The role of the surface energy in nuclear octupole excitations
Khlood Alharthi, Paul Stevenson
TL;DR
The paper investigates how the nuclear surface energy controls octupole vibrational modes in the doubly magic nucleus $^{208}$Pb using time-dependent density functional theory with Sky3d and a family of Skyrme SLy5sX interactions that vary the surface energy via $a_{surf}^{HF}$. Ground states are prepared by static HF, then an octupole boost $e^{i k r^3 Y_{30}}$ triggers real-time dynamics, from which the $3^-$ excitation energy $E_{3^-}$ is extracted through the Fourier transform of the time-dependent octupole moment. A strong positive linear correlation is found: $E_{3^-}=0.1506\,a_{surf}^{HF}+0.4812$, indicating that lower surface energy costs reduce the octupole energy, though the calculated values lie above the experimental $E_{3^-}$~2.614 MeV, highlighting systematic effects beyond surface energy.
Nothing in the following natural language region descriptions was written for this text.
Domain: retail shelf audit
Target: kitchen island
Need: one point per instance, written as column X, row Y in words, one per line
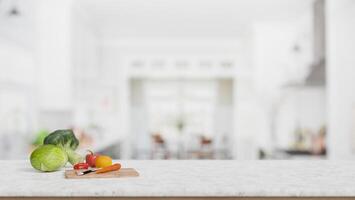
column 190, row 180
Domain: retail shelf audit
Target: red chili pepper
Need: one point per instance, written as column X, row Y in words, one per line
column 81, row 166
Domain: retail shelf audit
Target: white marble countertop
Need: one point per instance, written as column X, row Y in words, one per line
column 191, row 178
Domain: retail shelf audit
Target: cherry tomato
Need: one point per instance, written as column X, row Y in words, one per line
column 90, row 158
column 81, row 166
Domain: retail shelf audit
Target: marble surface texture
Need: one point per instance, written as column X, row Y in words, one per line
column 191, row 178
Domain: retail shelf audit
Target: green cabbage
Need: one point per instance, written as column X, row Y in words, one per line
column 48, row 158
column 67, row 140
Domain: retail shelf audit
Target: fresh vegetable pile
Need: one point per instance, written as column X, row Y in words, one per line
column 59, row 147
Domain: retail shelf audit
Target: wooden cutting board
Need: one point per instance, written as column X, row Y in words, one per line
column 123, row 172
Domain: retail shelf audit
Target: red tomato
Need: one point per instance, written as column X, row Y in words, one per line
column 90, row 158
column 81, row 166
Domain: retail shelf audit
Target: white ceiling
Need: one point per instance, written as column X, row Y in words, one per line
column 186, row 18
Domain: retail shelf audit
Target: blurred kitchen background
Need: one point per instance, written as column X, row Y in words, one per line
column 180, row 79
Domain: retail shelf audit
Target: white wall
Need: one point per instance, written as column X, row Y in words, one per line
column 301, row 107
column 341, row 77
column 53, row 54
The result suggests that surface energy can be a constraint in Skyrme fits and that octupole excitations may provide a low-cost observable for tuning nuclear matter properties relevant to surface dynamics.
Abstract
Octupole excitations of atomic nuclei can be viewed as fluctuations around an equilibrium shape. These fluctuations in turn can be seen as probes of nuclear matter properties to the extent that the shape changes explore changes in compression, surface to volume ratio, or isospin overlap. In the present work we use a series of Skyrme interactions, which were fitted to provide a systematic range of surface energies, to explore the surface energy dependence of octupole excitations in $^{208}$Pb. We find a strong positive linear corelation between the surface energy of a Skyrme interaction and its prediction of the first $3^-$ octupole excitation energy.